Coffee is one of the most popular drinks in the world. Enter any cafe today and you will see a long list of options, varied in terms of their origin, brewing technique, flavor, and so on. The most exclusive coffee shops offer the most expensive coffees from around the world. These brews don’t just taste different but will also burn a sizable hole in your pocket. Here’s a list of super-expensive coffee varieties from around the world.
Costing a whopping $160/lb, Luwak Coffee is famous not just for its unusual taste but also the manner in which it is produced. An Indonesian civet is fed coffee berries, which after fermentation in its digestive system and ... elimination, are cleaned and processed to get the final, consumable coffee.
As far as the taste goes, Luwak coffee takes some getting used to. A lot of food critics and coffee connoisseurs maintain that this variety sells for the story; the taste itself is none too good.
This exclusive coffee brew is produced only by Hacienda La Esmeralda in Boquete, Panama. It’s actually called “Esmerelda” or Gesha coffee, but most people refer to it by the name of its production origins.
This coffee is supposed to derive its unique, pleasing flavour by being grown in the shade of guava trees. Since it is not just fancy but also tastes wonderful, Hacienda La Esmeralda has received many culinary awards in the past.
St. Helena’s Coffee will leave you about $79 poorer just for 1 lb worth of product. It became famous on account of Napoleon Bonaparte’s unwitting promotional campaign; during his exile, he took refuge at St. Helena, a small island along the coast of South Africa, nestling in the South Atlantic Ocean and deemed its coffee to be “the only good thing” about the place. Apparently, he even sowed the seeds on some of the farms.
This Guatemalan coffee, which costs about $50 per pound, is widely cultivated in the Huehuetenango. The versatile blend, which tastes brilliant both as drip coffee and espresso, won the 4th stop in the Cup of Excellence Competition 2006.
It is a rich, chocolatey blend that, though not very complex, has a delectable fruity kick and great aroma; it's lauded by those who enjoy mocha-esque concoctions.
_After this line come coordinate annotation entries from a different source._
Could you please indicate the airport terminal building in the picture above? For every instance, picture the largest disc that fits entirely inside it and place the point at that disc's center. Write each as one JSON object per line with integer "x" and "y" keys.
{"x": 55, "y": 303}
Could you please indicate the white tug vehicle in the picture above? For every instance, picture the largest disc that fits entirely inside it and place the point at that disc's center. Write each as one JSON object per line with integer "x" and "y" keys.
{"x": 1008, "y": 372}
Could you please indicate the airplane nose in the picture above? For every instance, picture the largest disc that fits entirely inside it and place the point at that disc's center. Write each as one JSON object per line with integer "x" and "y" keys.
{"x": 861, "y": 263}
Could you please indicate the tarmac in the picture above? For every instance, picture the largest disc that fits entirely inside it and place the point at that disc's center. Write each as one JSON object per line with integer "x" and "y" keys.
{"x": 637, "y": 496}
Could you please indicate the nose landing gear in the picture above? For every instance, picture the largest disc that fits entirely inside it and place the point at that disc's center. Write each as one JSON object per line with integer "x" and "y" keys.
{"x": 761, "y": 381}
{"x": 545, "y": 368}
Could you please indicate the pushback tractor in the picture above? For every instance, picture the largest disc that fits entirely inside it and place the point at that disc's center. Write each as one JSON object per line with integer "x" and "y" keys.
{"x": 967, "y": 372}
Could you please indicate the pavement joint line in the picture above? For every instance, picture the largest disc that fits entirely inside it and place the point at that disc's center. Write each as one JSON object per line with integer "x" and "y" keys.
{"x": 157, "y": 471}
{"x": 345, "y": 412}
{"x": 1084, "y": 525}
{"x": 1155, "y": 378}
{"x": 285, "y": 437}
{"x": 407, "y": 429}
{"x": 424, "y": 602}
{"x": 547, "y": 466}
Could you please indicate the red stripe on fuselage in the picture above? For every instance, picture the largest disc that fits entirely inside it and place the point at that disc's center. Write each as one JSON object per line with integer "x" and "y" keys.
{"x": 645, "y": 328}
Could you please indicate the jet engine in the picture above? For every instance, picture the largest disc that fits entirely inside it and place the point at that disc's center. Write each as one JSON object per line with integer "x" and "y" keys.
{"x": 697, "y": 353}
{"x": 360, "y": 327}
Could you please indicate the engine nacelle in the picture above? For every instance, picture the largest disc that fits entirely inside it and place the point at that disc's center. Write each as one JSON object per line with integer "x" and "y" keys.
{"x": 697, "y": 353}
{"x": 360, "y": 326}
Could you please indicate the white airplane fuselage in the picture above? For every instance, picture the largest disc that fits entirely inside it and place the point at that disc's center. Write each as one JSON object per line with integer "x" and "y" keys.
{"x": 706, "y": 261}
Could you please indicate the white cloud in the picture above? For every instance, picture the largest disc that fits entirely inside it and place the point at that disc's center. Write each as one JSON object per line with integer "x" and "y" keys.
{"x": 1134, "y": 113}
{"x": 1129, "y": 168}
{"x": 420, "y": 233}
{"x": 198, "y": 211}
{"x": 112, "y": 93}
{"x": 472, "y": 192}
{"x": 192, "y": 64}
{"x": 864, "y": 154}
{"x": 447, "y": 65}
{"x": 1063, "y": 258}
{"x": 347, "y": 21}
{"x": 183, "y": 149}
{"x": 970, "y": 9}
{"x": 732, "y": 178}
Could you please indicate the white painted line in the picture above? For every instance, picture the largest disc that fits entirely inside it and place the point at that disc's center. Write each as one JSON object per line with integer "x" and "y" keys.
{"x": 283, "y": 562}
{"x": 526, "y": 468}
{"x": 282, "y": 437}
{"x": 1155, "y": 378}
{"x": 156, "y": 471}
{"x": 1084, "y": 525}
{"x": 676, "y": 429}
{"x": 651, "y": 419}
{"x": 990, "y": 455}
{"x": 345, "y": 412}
Cultivated in Brazil, especially in the Minas Geraiz area, Fazenda Santa Ines gets its name from the farm on which it is primarily produced. The hallmark of this coffee is that it is produced in the traditional way, without any automated processes, which is believed to add more complexity.
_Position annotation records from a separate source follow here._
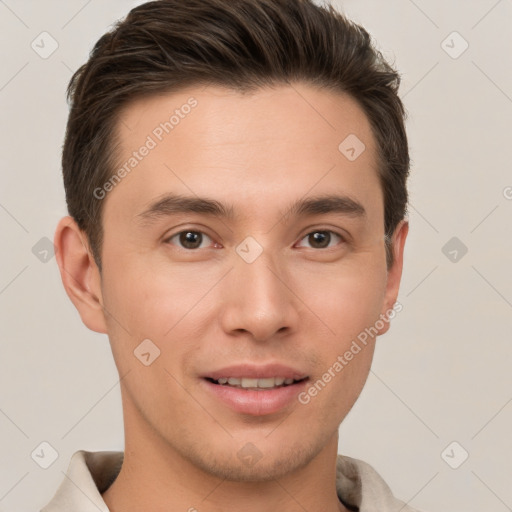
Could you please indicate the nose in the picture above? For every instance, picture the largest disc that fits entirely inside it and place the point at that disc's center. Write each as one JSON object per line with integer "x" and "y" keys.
{"x": 258, "y": 299}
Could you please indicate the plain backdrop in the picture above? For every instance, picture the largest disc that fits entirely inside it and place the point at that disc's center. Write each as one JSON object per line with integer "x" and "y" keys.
{"x": 441, "y": 384}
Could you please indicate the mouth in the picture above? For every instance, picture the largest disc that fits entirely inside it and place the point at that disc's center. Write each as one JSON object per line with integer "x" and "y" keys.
{"x": 255, "y": 390}
{"x": 256, "y": 384}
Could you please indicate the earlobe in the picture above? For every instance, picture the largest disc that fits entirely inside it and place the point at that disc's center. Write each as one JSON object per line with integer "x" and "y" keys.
{"x": 395, "y": 271}
{"x": 79, "y": 273}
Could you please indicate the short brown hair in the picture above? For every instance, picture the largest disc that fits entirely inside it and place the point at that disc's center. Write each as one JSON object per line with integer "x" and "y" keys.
{"x": 166, "y": 45}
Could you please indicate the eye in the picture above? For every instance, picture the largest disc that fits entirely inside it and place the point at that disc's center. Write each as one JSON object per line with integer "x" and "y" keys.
{"x": 321, "y": 239}
{"x": 189, "y": 239}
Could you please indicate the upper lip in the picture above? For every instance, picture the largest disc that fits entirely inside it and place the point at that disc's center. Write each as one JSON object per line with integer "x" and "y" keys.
{"x": 257, "y": 372}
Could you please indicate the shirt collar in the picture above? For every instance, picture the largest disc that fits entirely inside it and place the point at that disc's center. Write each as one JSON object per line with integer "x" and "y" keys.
{"x": 89, "y": 474}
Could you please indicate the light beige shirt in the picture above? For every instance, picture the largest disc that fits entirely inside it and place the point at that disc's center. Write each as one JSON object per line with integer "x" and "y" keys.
{"x": 89, "y": 474}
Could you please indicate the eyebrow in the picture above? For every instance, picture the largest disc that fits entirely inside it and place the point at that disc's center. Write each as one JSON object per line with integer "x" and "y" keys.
{"x": 173, "y": 204}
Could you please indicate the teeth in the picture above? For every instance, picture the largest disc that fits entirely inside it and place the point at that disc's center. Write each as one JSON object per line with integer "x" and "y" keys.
{"x": 252, "y": 383}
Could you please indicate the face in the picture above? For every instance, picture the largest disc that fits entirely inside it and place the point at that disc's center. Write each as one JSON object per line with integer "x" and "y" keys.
{"x": 246, "y": 286}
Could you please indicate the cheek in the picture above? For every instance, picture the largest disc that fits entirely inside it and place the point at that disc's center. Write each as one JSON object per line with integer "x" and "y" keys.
{"x": 348, "y": 299}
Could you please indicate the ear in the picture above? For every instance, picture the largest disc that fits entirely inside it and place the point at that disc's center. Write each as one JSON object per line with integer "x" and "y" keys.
{"x": 79, "y": 273}
{"x": 395, "y": 271}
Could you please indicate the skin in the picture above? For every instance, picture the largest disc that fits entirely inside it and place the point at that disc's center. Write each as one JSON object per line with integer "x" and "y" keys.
{"x": 206, "y": 308}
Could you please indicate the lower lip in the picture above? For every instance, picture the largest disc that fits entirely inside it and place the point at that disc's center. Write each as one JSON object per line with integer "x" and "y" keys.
{"x": 256, "y": 403}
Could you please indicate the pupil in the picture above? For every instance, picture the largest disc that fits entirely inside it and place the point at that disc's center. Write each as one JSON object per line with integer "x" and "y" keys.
{"x": 191, "y": 239}
{"x": 320, "y": 236}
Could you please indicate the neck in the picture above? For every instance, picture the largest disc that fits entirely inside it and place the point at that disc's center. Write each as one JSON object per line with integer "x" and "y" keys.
{"x": 155, "y": 477}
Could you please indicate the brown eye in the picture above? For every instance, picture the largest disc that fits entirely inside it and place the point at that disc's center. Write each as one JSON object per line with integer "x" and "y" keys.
{"x": 189, "y": 239}
{"x": 321, "y": 239}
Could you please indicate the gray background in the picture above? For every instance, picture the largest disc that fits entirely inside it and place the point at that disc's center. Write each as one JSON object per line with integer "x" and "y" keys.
{"x": 441, "y": 374}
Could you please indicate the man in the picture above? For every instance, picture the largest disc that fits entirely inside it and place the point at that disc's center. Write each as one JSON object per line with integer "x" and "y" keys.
{"x": 235, "y": 174}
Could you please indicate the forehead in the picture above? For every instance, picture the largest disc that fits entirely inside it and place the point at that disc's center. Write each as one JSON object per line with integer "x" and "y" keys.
{"x": 261, "y": 146}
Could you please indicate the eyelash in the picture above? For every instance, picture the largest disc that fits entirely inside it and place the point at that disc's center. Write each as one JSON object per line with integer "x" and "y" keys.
{"x": 343, "y": 240}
It is flavorsome and smooth to drink and tastes good with milk, as well. A lot of people compare the taste of this coffee to berries and caramel.
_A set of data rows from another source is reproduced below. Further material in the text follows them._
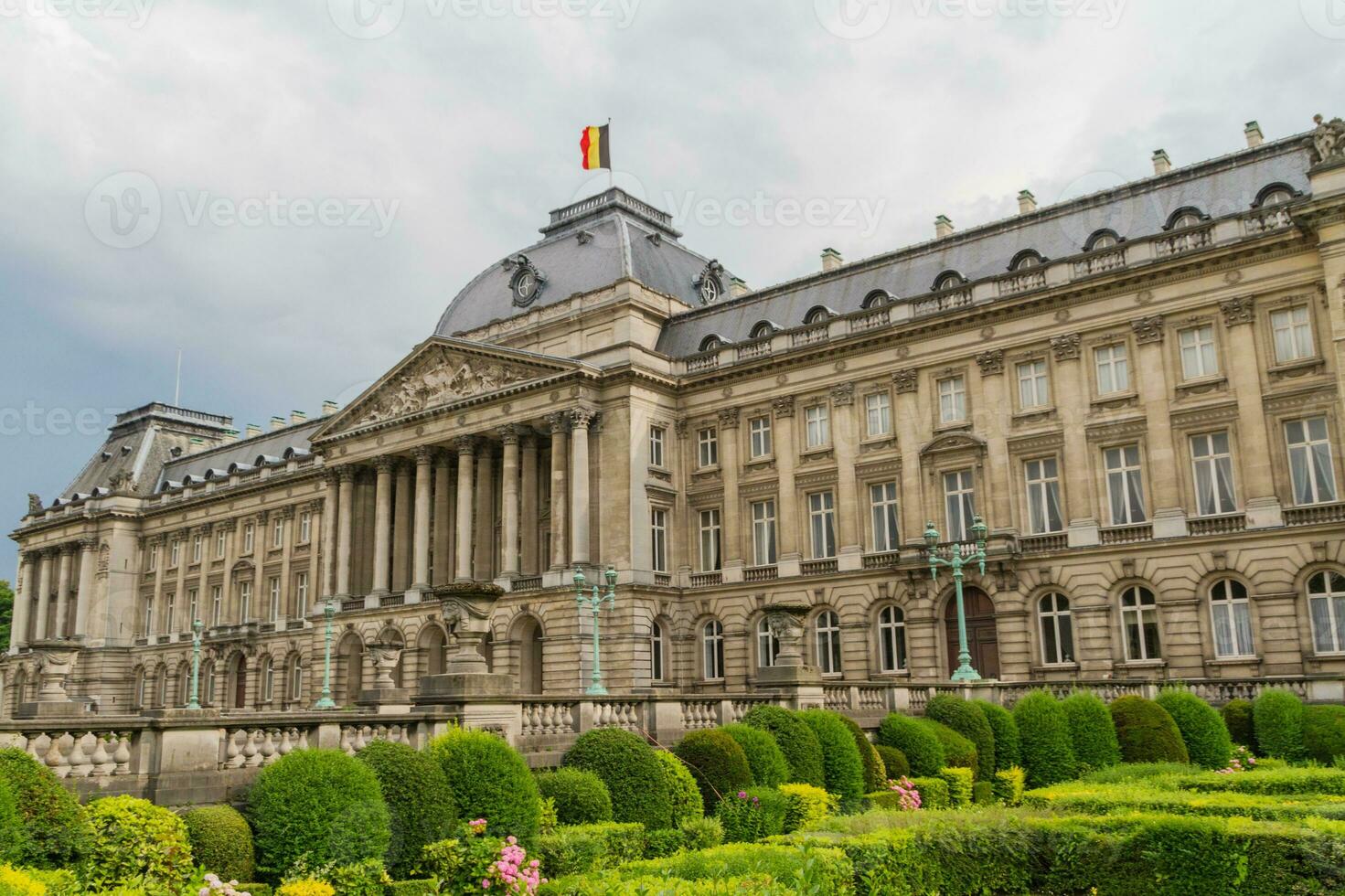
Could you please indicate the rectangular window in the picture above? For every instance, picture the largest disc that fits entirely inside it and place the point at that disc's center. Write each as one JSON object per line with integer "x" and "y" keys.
{"x": 1113, "y": 368}
{"x": 1031, "y": 385}
{"x": 763, "y": 533}
{"x": 1293, "y": 334}
{"x": 1042, "y": 496}
{"x": 1125, "y": 485}
{"x": 1213, "y": 474}
{"x": 1197, "y": 353}
{"x": 953, "y": 400}
{"x": 1310, "y": 460}
{"x": 879, "y": 413}
{"x": 882, "y": 507}
{"x": 822, "y": 517}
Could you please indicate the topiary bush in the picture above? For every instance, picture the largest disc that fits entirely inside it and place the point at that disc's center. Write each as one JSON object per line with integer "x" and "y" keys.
{"x": 768, "y": 766}
{"x": 633, "y": 773}
{"x": 916, "y": 741}
{"x": 1093, "y": 736}
{"x": 319, "y": 805}
{"x": 1278, "y": 721}
{"x": 1044, "y": 739}
{"x": 134, "y": 844}
{"x": 490, "y": 779}
{"x": 717, "y": 763}
{"x": 1201, "y": 730}
{"x": 1145, "y": 731}
{"x": 970, "y": 721}
{"x": 580, "y": 795}
{"x": 842, "y": 768}
{"x": 220, "y": 841}
{"x": 420, "y": 806}
{"x": 54, "y": 830}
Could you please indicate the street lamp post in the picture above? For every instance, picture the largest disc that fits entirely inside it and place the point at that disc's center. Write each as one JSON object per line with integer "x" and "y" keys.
{"x": 594, "y": 602}
{"x": 955, "y": 561}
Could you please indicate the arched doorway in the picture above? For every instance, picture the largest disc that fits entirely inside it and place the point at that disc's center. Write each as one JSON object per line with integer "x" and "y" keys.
{"x": 982, "y": 641}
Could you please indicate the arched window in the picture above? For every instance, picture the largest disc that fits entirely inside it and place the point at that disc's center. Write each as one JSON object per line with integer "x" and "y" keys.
{"x": 1139, "y": 621}
{"x": 1057, "y": 636}
{"x": 711, "y": 648}
{"x": 1327, "y": 608}
{"x": 1233, "y": 618}
{"x": 827, "y": 628}
{"x": 892, "y": 639}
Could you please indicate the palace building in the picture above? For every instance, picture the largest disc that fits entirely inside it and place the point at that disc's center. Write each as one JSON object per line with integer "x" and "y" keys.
{"x": 1139, "y": 391}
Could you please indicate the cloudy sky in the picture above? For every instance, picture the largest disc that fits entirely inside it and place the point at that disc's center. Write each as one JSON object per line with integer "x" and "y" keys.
{"x": 291, "y": 191}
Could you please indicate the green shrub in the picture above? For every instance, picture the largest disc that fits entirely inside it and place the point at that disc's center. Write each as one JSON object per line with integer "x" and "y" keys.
{"x": 970, "y": 721}
{"x": 420, "y": 806}
{"x": 1093, "y": 736}
{"x": 634, "y": 773}
{"x": 1278, "y": 721}
{"x": 220, "y": 841}
{"x": 764, "y": 758}
{"x": 54, "y": 827}
{"x": 1200, "y": 725}
{"x": 796, "y": 741}
{"x": 488, "y": 779}
{"x": 134, "y": 842}
{"x": 316, "y": 804}
{"x": 580, "y": 796}
{"x": 842, "y": 766}
{"x": 1145, "y": 731}
{"x": 916, "y": 741}
{"x": 1044, "y": 739}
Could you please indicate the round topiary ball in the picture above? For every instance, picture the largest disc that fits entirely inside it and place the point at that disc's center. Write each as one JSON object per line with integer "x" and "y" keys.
{"x": 420, "y": 806}
{"x": 54, "y": 830}
{"x": 841, "y": 763}
{"x": 316, "y": 804}
{"x": 1201, "y": 730}
{"x": 580, "y": 796}
{"x": 631, "y": 771}
{"x": 717, "y": 762}
{"x": 490, "y": 779}
{"x": 1044, "y": 739}
{"x": 916, "y": 741}
{"x": 220, "y": 841}
{"x": 796, "y": 741}
{"x": 1091, "y": 732}
{"x": 768, "y": 766}
{"x": 1147, "y": 732}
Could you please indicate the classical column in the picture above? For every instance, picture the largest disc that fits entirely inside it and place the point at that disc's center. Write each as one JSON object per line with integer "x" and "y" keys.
{"x": 424, "y": 485}
{"x": 465, "y": 447}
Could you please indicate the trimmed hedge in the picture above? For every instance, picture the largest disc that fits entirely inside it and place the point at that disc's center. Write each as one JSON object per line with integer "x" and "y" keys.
{"x": 634, "y": 775}
{"x": 796, "y": 741}
{"x": 220, "y": 841}
{"x": 916, "y": 741}
{"x": 1200, "y": 725}
{"x": 1044, "y": 739}
{"x": 1147, "y": 732}
{"x": 970, "y": 721}
{"x": 1093, "y": 736}
{"x": 717, "y": 763}
{"x": 420, "y": 806}
{"x": 316, "y": 804}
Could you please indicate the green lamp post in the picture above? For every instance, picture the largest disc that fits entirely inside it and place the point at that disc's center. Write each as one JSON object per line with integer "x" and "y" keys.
{"x": 953, "y": 559}
{"x": 594, "y": 602}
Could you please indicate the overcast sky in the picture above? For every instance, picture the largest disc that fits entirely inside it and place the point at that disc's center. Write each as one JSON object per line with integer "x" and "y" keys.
{"x": 291, "y": 191}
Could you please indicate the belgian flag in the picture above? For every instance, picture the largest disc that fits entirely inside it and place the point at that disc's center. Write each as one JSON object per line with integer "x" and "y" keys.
{"x": 593, "y": 144}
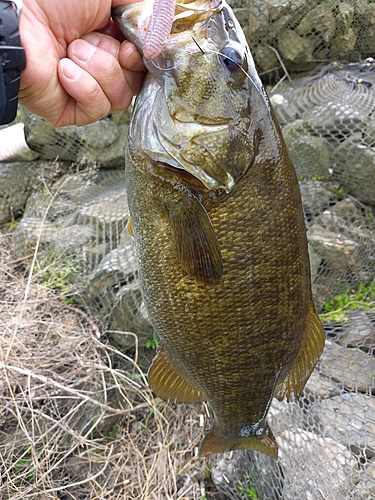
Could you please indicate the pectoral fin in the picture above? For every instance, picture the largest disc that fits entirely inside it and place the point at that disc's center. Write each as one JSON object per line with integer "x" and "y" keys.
{"x": 195, "y": 239}
{"x": 265, "y": 443}
{"x": 311, "y": 349}
{"x": 169, "y": 384}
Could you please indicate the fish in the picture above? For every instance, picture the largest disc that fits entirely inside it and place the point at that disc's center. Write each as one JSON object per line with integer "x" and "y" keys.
{"x": 217, "y": 220}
For those who like their coffee mild and light, Blue Mountain would be the best indulgence, both in terms of taste and expense. This coffee is touted for its lack of bitterness and this has earned it quite a reputation over the past few decades.
This Jamaica-produced coffee, which is grown in Jamaica’s Blue Mountains, is now a very sought-after brew. But you have to shell out about $49 for 1 lb to enjoy it.
The second-place winner in the 2006 Cup of Excellence, Los Planes is primarily grown and processed in Citala in El Salvador. It is supposed to be a fruity, pungent coffee that will appeal to those who enjoy Ethiopian and Sumatran blends. The Los Planes coffee mixes tend to have a mild flavor and lovely aromatics.
At $40 for a pound, this coffee is expensive, but aficionados maintain that it is worth every penny and better than costlier blends.
The coffee cultivated in the South and North Kona Districts on the slopes of Mauna Loa and Hualalai receives the exclusive label of ‘Kona’ coffee. There are various types Kona coffee and their quality and taste range from good to bad.
There are numerous fans of such brews, but quite a few sceptics claim that Kona coffees are overpriced at $34 per pound and taste ordinary.
Coffee mega-seller Starbucks introduced the Rwanda Blue Bourbon to its inventory post-2004. Their staff visited the coffee washing stations in Gatare and Karengera and found their produce to be of high quality; smooth brews with a very strong finish.
This is a favorite pick amongst those who love strong concoctions. And given that it’s marketed by Starbucks, a $24/pound price tag does not seem too expensive.
Sourced from the Yauco area in Puerto Rica, the Coffee Yauco Selecto AA is amongst the most popular expensive coffees globally. It is a mild, smooth brew that appeals to a wide palate and thus, its sale and purchase have increased significantly in recent years.
This Puerto Rican coffee costs $24 a pound which isn’t as exorbitant as some other varieties on this list and is a mainstay with many coffee lovers.